En nuestros días el repertorio de complejos crece con una vitalidad asombrosa. La semana pasada leía en la prensa el testimonio de un joven en busca de empleo acomplejado por estar demasiado preparado. Se planteaba ocultar algunos de sus títulos en el currículum. Todos sabemos que lo normal es hinchar los perfiles, pero aquí se trata de quitarse méritos. Y es que parece ser que al trabajador se le prefiere centrado y justito, tirando a mediocre, no vaya a tener mejores ideas que los jefes, o les pida más sueldo.

 

Al gordito, su complejo puede animarle a adelgazar, al tímido a intentar ser más comunicativo, al feo a arreglarse más, al bajito a ir más estirado… pero, ¿qué pasa cuando uno llega a sentirse mal por poseer muchas habilidades, por estar bien preparado, por ser inteligente e inquieto? ¿Cómo se renuncia a eso? ¿Cómo se desaprende? ¿Cómo desgastamos la geometría del talento hasta dejarlo plano? Si la calidad del empleo ofrecido por las empresas no justifica los esfuerzos formativos, ¿qué motivación podemos pedir al estudiante sino la sensación de estar desperdiciando su vida?

 

Otro de los complejos propiciados por los cárteles de la mediocridad es el complejo de artista, es decir la dificultad que muchas personas con capacidades artísticas tienen para declararlas a la hora de buscar un trabajo normal o incluso de ser aceptadas en un determinado grupo social. Conozco a mucha gente que lo sufre. Es la consecuencia lógica de considerar como estándar el adocenamiento ramplón de las mayorías, de preferir a los gobernantes simpaticones y crapulillas mejor que cultos y refinados, de meterse con el niño distinto y sensible, de estigmatizar al empollón, de apartar de la cuadrilla al que se aburre con la monserga de fútbol, coches y tías.

 

Es absolutamente intolerable que la excelencia y las capacidades de una persona puedan ser motivo de exclusión. Exigir la mediocridad en los demás es propio de quien la cultiva habitualmente y necesita perpetuarla para asegurar su estatus.

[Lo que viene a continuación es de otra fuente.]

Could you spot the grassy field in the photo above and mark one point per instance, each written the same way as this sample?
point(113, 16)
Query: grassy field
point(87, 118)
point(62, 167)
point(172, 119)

El mediocre no tolera que nadie destaque a su alrededor.

 

Si usted intuye que más allá de las medianías y los balances existen otros mundos a explorar, si siente la pulsión de lo distinto, de descubrirse dudando y aprendiendo y volviendo a dudar, si le urge expresar todo eso ante los demás, usted es afortunado y debe aprovechar su don. Declárelo a los cuatro vientos y haga de él su bandera. Sea selectivo, no pierda el tiempo con quién no lo merece, busque a quienes son como usted y cultive el arte de compartir. La vida es demasiado corta para desaprovecharla en compañía de los mezquinos.